Nella battaglia tra il bene e il male, l’autore compie una scelta: non indugia a lungo sulla descrizione del male e della perversione, ma si sofferma sul bene, che vince la lotta. A testimoniare la certezza della vittoria del bene sul male è lo stesso Corti che in più di interviste dichiara di aver avuto più volte l’impressione della comparsa di San Michele arcangelo quando la forza del male pareva invincibile. Secondo l’autore, infatti, in aiuto dell’umanità in pericolo giunge l’Arcangelo che sa pesare, con la propria bilancia, il bene e il male e, munito di spada, tiene a bada il drago simbolo del male.
In questo modo si comprendono gli elementi cari alla poetica di Corti: i frammenti di paradiso nell’inferno del reale, gli aiuti della Provvidenza, la presenza tangibile del Padre quando ci si sente perduti. Corti sapeva che per raccontare la verità non era sufficiente una lettura meticolosa della realtà, ma sentiva di aver bisogno di un aiuto superiore. In un colloquio con Paola Scaglione ammetteva di avere un sostegno dall’alto: «Quando scrivo ho, a volte molto forte, la percezione dello Spirito che soffia dove vuole di cui parla il Vangelo riferendosi all’ordine soprannaturale» (Paola Scaglione, Parole scolpite, cit., p. 53).

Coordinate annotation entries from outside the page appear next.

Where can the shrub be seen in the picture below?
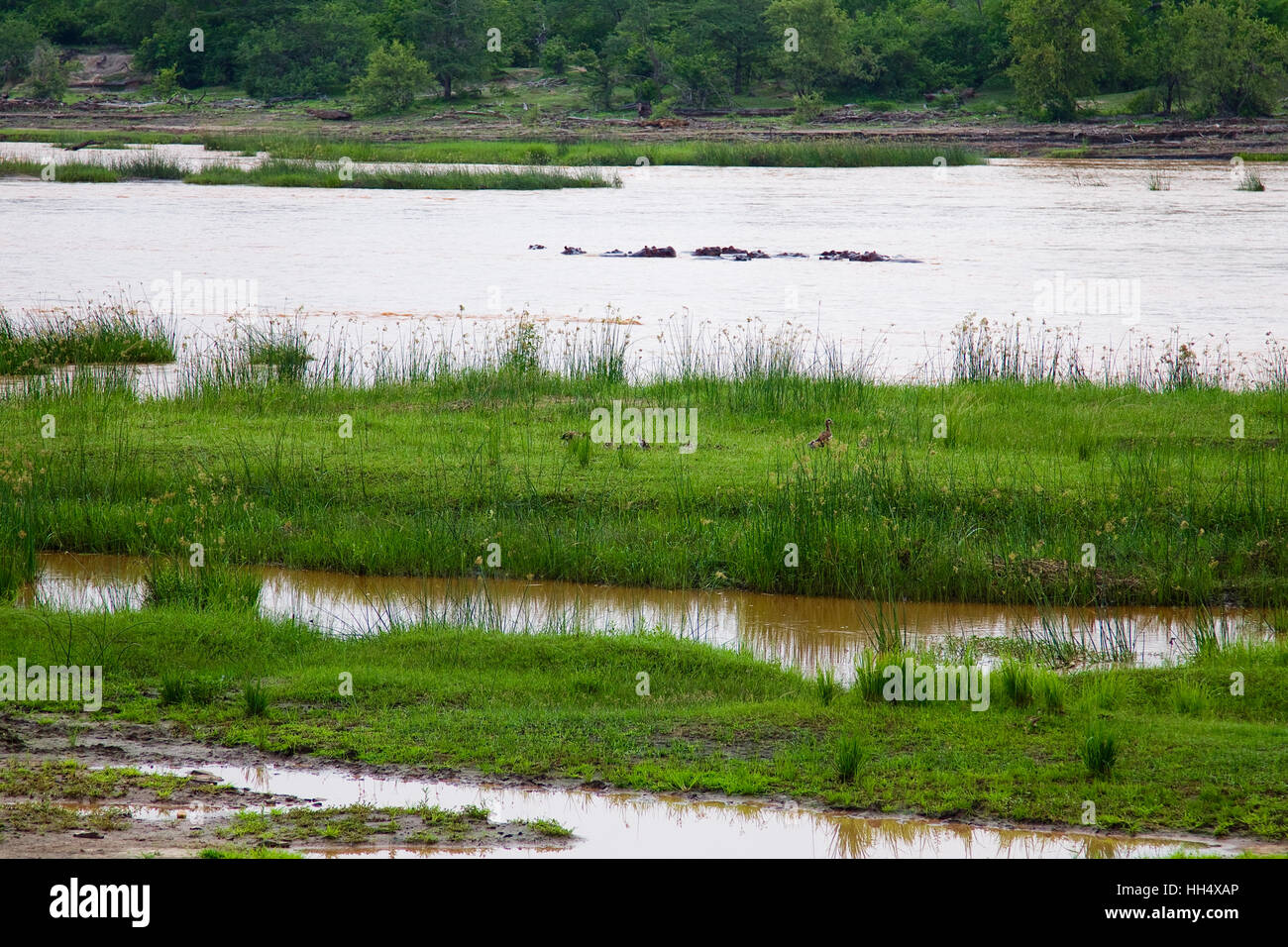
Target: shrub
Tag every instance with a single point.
(806, 107)
(393, 77)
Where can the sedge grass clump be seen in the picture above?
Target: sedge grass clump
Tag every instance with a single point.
(825, 685)
(1250, 180)
(870, 674)
(282, 172)
(1103, 690)
(1099, 749)
(1048, 690)
(104, 334)
(174, 688)
(1190, 698)
(202, 587)
(282, 350)
(549, 827)
(1017, 684)
(849, 755)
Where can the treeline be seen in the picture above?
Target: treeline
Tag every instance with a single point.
(1210, 56)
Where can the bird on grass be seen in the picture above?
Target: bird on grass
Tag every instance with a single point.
(825, 437)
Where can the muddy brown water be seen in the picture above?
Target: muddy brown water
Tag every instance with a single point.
(618, 823)
(1202, 256)
(793, 630)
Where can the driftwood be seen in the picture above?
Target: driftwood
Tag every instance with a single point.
(330, 114)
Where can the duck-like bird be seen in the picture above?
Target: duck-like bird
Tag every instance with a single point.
(825, 437)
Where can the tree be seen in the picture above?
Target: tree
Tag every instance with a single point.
(394, 73)
(810, 42)
(48, 72)
(1055, 58)
(450, 35)
(1231, 60)
(18, 42)
(318, 51)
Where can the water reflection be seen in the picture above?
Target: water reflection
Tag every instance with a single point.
(652, 826)
(793, 630)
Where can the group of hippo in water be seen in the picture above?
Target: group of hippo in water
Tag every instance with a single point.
(733, 253)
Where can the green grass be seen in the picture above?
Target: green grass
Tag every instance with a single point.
(333, 175)
(809, 154)
(535, 151)
(550, 827)
(1099, 749)
(106, 334)
(1250, 180)
(141, 166)
(565, 706)
(207, 586)
(281, 172)
(445, 462)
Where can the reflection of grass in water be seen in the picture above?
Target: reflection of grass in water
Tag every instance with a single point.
(209, 586)
(716, 720)
(449, 455)
(1250, 180)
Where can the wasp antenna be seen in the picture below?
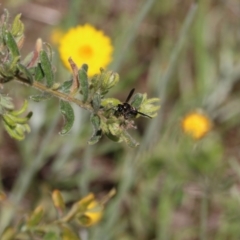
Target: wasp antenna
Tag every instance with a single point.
(130, 95)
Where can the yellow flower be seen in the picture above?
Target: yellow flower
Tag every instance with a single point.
(196, 124)
(93, 213)
(85, 44)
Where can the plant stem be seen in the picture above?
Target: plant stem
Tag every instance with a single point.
(56, 93)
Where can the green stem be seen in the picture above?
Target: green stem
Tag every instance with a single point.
(203, 217)
(57, 94)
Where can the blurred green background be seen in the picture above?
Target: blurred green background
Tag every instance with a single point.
(170, 187)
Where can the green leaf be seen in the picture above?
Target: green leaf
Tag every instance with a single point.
(47, 68)
(25, 72)
(68, 114)
(127, 138)
(11, 44)
(97, 132)
(6, 102)
(65, 87)
(95, 138)
(137, 100)
(17, 26)
(38, 72)
(41, 97)
(83, 79)
(96, 102)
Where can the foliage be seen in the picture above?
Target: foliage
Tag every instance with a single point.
(37, 70)
(174, 185)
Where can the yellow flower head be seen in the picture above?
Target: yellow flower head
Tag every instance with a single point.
(85, 44)
(196, 124)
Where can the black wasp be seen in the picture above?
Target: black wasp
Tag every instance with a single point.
(126, 110)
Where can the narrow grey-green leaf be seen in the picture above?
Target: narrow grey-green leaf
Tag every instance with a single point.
(65, 87)
(137, 100)
(95, 137)
(97, 132)
(96, 102)
(17, 26)
(11, 44)
(83, 79)
(47, 68)
(127, 138)
(39, 74)
(25, 72)
(95, 120)
(42, 97)
(68, 114)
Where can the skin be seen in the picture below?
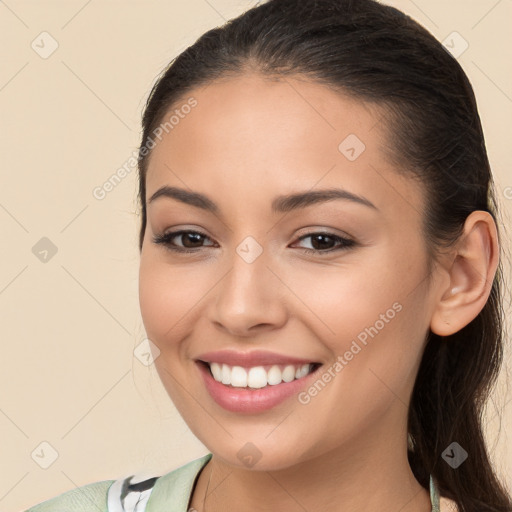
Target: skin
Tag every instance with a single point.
(248, 140)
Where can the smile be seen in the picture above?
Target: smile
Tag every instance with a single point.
(254, 382)
(258, 377)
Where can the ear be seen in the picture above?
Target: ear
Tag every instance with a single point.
(471, 268)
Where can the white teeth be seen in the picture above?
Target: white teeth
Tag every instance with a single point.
(216, 371)
(238, 377)
(257, 377)
(226, 374)
(274, 376)
(289, 373)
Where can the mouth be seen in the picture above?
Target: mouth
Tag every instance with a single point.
(257, 377)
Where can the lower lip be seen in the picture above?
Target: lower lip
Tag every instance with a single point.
(251, 400)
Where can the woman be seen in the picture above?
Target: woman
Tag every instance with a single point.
(319, 269)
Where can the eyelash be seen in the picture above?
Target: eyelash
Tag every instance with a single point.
(165, 239)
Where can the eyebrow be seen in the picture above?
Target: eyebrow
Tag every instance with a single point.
(281, 204)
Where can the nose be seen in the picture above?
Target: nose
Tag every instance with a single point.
(249, 299)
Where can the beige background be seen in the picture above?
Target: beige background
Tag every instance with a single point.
(69, 326)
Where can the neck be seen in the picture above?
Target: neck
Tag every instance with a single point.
(358, 476)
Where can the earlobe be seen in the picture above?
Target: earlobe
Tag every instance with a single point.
(472, 267)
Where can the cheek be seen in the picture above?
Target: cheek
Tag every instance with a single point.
(170, 297)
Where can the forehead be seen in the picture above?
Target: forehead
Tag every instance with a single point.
(250, 133)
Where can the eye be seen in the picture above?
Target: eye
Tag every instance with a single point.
(191, 240)
(324, 243)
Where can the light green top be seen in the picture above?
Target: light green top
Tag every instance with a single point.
(171, 493)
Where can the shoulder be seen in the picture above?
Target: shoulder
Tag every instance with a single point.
(82, 499)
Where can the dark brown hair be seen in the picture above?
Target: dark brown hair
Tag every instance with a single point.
(377, 54)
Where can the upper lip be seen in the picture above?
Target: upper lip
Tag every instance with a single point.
(249, 359)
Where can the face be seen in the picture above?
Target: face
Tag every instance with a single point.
(337, 287)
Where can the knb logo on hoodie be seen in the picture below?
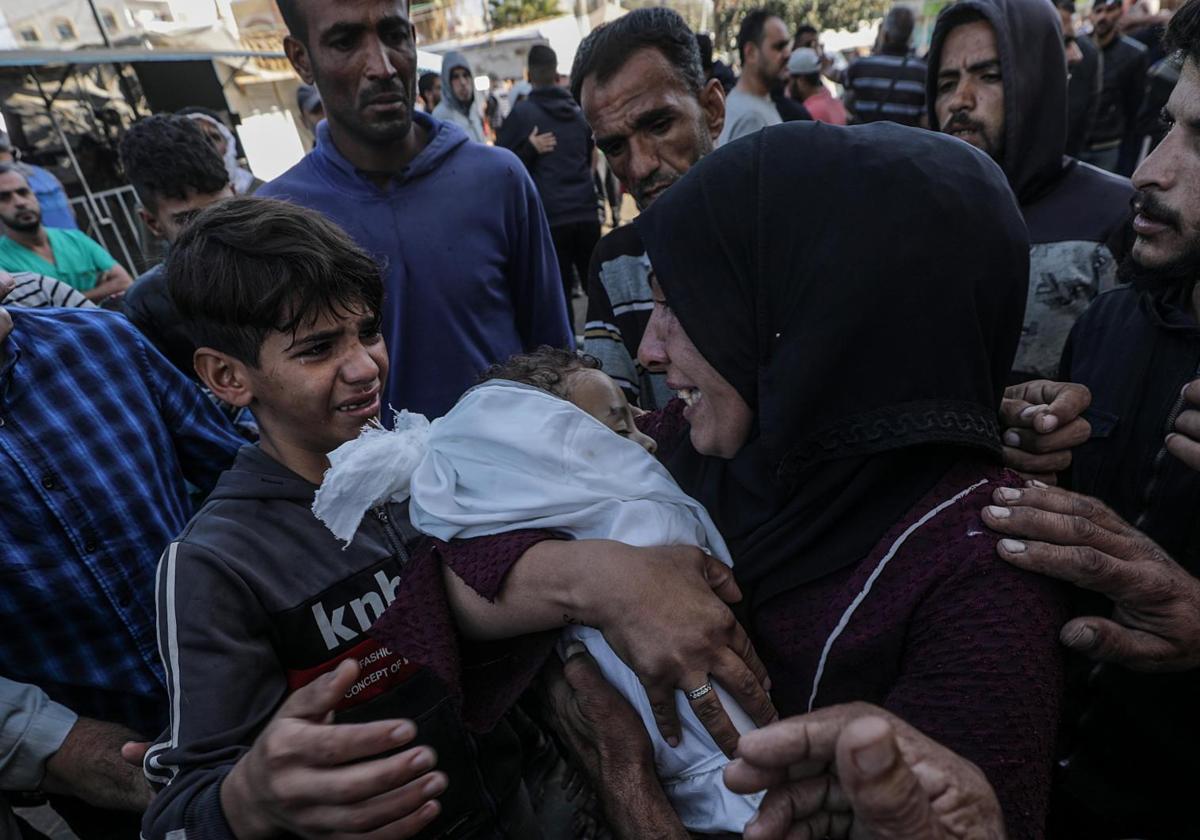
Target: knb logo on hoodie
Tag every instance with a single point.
(355, 617)
(319, 634)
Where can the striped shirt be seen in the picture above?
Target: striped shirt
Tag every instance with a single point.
(37, 291)
(887, 88)
(99, 438)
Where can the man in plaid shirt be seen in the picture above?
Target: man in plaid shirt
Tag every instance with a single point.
(100, 437)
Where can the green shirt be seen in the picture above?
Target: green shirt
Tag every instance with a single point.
(78, 261)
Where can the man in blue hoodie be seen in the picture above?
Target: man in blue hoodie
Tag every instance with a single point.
(469, 267)
(562, 168)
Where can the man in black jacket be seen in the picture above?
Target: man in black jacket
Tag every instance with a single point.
(175, 173)
(997, 79)
(655, 113)
(1110, 144)
(561, 165)
(1085, 70)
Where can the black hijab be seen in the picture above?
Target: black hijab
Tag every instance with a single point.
(863, 289)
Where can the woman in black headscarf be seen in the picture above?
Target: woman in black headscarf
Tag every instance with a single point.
(839, 310)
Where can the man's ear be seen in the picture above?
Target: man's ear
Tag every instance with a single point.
(712, 101)
(151, 222)
(298, 54)
(225, 376)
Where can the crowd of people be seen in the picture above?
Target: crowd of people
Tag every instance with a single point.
(861, 510)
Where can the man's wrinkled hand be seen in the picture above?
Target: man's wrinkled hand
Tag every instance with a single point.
(1185, 442)
(1042, 421)
(1156, 618)
(309, 777)
(856, 771)
(595, 723)
(90, 766)
(665, 615)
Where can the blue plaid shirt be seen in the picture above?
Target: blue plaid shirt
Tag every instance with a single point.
(97, 433)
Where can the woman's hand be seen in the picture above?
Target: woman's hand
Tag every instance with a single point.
(856, 771)
(607, 738)
(664, 611)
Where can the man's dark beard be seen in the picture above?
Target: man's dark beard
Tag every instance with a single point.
(1176, 277)
(959, 119)
(1173, 281)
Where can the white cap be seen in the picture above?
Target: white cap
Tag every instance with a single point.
(804, 61)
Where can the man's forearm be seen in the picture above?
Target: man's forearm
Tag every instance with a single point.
(635, 805)
(546, 589)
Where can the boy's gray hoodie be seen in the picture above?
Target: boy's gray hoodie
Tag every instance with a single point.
(256, 599)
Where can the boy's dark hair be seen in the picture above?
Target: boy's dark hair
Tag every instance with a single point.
(705, 43)
(247, 267)
(606, 49)
(165, 155)
(545, 369)
(750, 31)
(1183, 31)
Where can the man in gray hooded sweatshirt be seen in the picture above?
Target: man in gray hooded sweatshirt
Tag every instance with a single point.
(997, 79)
(457, 103)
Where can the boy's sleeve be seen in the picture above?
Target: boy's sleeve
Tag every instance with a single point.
(33, 727)
(223, 684)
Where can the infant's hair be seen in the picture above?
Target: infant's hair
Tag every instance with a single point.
(545, 369)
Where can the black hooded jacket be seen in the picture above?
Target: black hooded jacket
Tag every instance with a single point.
(1131, 762)
(1077, 214)
(564, 175)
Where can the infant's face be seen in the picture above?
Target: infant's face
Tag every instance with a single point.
(597, 394)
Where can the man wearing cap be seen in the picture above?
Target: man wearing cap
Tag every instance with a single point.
(997, 79)
(889, 84)
(804, 85)
(49, 192)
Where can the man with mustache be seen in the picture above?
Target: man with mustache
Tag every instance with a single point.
(1134, 355)
(997, 79)
(645, 95)
(471, 274)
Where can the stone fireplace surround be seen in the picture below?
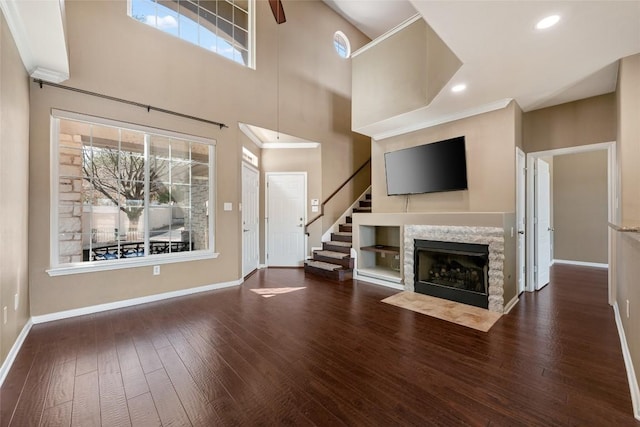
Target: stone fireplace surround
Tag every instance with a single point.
(491, 236)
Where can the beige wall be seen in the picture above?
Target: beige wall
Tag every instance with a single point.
(113, 54)
(627, 246)
(490, 148)
(583, 122)
(580, 206)
(400, 73)
(14, 181)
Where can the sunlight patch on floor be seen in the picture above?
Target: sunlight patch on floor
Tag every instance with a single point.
(272, 292)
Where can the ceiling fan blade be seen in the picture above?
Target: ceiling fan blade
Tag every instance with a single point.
(278, 11)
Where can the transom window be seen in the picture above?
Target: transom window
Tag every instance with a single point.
(221, 26)
(127, 194)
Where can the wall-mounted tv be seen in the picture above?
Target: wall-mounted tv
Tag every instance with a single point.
(428, 168)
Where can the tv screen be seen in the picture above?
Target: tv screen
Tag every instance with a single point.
(429, 168)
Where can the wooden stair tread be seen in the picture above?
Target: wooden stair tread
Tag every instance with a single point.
(338, 243)
(323, 265)
(343, 233)
(332, 254)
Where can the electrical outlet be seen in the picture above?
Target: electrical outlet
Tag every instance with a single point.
(627, 309)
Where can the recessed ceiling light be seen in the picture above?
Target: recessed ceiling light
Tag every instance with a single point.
(547, 22)
(459, 88)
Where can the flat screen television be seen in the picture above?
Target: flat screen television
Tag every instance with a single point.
(428, 168)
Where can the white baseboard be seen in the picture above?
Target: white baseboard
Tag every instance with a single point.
(11, 356)
(628, 363)
(510, 305)
(127, 303)
(580, 263)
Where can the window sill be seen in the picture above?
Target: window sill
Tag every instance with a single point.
(95, 266)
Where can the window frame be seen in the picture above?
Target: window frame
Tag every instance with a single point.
(251, 30)
(57, 269)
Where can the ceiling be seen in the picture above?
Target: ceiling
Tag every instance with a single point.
(504, 57)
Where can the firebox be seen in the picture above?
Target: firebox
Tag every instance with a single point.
(453, 271)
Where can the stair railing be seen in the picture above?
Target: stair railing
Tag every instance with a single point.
(353, 175)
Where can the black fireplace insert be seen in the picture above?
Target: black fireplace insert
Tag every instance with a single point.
(451, 270)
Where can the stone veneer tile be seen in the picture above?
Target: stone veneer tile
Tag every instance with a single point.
(491, 236)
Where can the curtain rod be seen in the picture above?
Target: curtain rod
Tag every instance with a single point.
(124, 101)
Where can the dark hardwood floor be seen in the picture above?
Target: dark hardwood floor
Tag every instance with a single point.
(329, 354)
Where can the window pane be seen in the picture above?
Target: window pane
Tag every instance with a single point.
(189, 29)
(225, 10)
(199, 216)
(167, 17)
(103, 173)
(208, 40)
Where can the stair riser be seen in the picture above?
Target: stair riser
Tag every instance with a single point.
(338, 275)
(339, 238)
(328, 247)
(346, 262)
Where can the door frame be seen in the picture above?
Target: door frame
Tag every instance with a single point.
(266, 209)
(538, 211)
(257, 172)
(521, 211)
(612, 196)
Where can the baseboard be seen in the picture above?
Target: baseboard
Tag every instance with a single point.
(11, 356)
(580, 263)
(628, 363)
(510, 305)
(128, 303)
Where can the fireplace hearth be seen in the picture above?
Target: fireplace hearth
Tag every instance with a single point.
(452, 270)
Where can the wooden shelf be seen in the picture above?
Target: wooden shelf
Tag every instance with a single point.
(382, 249)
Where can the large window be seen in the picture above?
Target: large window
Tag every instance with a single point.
(127, 194)
(221, 26)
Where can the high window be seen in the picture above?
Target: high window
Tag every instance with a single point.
(221, 26)
(127, 195)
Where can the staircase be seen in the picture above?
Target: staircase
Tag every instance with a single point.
(334, 260)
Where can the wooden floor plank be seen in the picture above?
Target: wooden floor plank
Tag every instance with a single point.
(57, 416)
(327, 354)
(166, 400)
(143, 412)
(86, 401)
(61, 385)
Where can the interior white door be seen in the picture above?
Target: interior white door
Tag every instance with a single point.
(543, 223)
(286, 195)
(521, 171)
(250, 219)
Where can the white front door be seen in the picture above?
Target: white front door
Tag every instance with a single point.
(543, 223)
(286, 215)
(250, 219)
(521, 172)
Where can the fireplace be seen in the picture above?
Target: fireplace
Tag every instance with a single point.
(452, 270)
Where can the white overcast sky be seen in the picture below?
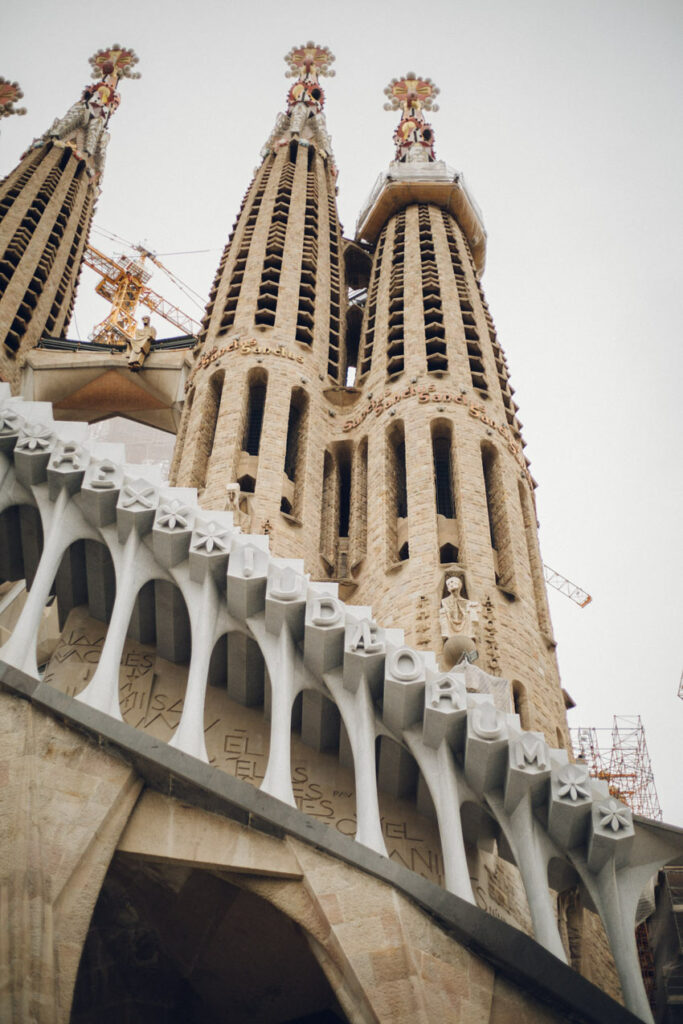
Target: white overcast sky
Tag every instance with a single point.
(565, 119)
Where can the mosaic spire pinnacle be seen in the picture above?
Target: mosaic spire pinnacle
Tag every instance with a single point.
(304, 118)
(9, 94)
(307, 65)
(414, 136)
(83, 126)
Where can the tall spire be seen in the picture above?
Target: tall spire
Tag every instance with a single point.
(414, 136)
(83, 127)
(46, 206)
(304, 118)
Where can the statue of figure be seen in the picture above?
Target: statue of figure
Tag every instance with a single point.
(91, 113)
(140, 344)
(232, 504)
(458, 617)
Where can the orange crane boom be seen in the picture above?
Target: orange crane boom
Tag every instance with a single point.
(124, 285)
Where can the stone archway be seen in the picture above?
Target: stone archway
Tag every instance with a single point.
(176, 944)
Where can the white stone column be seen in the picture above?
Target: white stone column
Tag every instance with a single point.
(19, 650)
(203, 615)
(102, 690)
(357, 713)
(280, 656)
(438, 769)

Infine, ad avvalorare la necessità della presenza dello Spirito per la scrittura, possiamo notare che Corti depone la penna quando comprende di non poter più fare esperienza di quanto narra. C’è dunque un limite per il cantastorie che è rappresentato dal fatto di essere uomo. Per questo Corti interrompe la propria scrittura davanti al mistero della morte, nella pagina finale del Cavallo rosso. Dopo diversi tentativi di descrivere il paradiso dove il personaggio di Alma verrà accolto, desiste.

Non può raccontare del paradiso, di cui ha solo un’intuizione, di cui non ha fatto esperienza e con una scelta coerente si arresta proprio alle soglie del Paradiso. La decisione di interrompere la narrazione all’entrata del paradiso mostra l’adempimento del compito di cantastorie per il Regno che l’autore si è assunto: egli accompagna passo dopo passo il lettore in un viaggio costruttivo fino alle porte del Regno di Dio. Fino al termine di questo viaggio, fino all’ultima pagina è rimasto fedele al proprio proposito e la scelta di questa chiusura sembra sigillare davvero il suo realismo cristiano.